Beam slowness compared to flink-native

apache / beam

Apache Beam is a unified programming model for Batch and Streaming data processing.

https://beam.apache.org/

Apache License 2.0

7.81k stars 4.23k forks source link

Beam slowness compared to flink-native #21569

Open damccorm opened 2 years ago

damccorm commented 2 years ago

I tried to compare a very simple beam pipeline with an equivalent flink-native pipeline. Both pipelines read strings from one kafka topic and write them to another topic. I ran each pipeline separately on a single task manager with a single slot and parallelism 1.

Flink native runs 5 times faster than beam: 150,000 strings per second in flink comparing to 30,000 in beam.

When using Avro and schema registry the difference is even more significant - flink native runs 30-80 times faster than beam.

Attached is the java code of both string-to-string pipelines.

Imported from Jira BEAM-14438. Original Jira may contain additional context. Reported by: iafek.

kennknowles commented 2 years ago

It would be very cool to have these pipelines so we can improve their performance. Given those numbers, this is probably very low-hanging fruit.

ifat-afek commented 2 years ago

The pipelines are attached to the jira ticket: https://issues.apache.org/jira/browse/BEAM-14438 Thanks :-)

Abacn commented 1 year ago

For someone finding this issue relevant to them, adding a pipeline option --fasterCopy=true may help. context: #13240

ifat-afek commented 1 year ago

Thanks! I already tried fasterCopy and the performance improvement was not significant.

kennknowles commented 1 year ago

Have you looked at a profile to see where the overhead is?

kennknowles commented 1 year ago

I know that Flink has a highly tuned Kafka connector. And we do expect some overhead since Beam will add a couple layers of virtual method calls. If there are inefficiencies in serialization that will be a serious overhead.

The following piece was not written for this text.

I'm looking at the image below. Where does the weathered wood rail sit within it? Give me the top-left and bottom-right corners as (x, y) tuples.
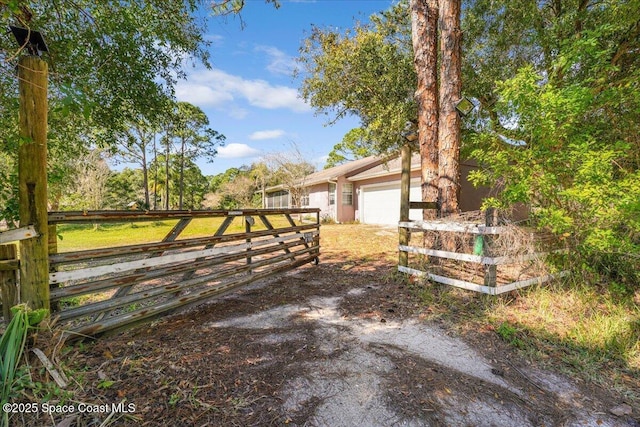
(43, 209), (320, 337)
(1, 226), (40, 321)
(398, 209), (567, 295)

The other thing I should say is of course in streaming we care primarily about cost and maximum scale so limiting everything to 1 task manager / slot / thread / etc is not necessarily measuring what you care about. It is still useful for finding overhead, for sure.

ifat-afek commented 1 year ago

We had severe performance issues in our pipelines, so we decided to test and compare very simple pipelines in order to try and find the root cause of the problems. Of course, the plan to later on tune the scaling. How can I profile the pipeline and understand where the overhead is?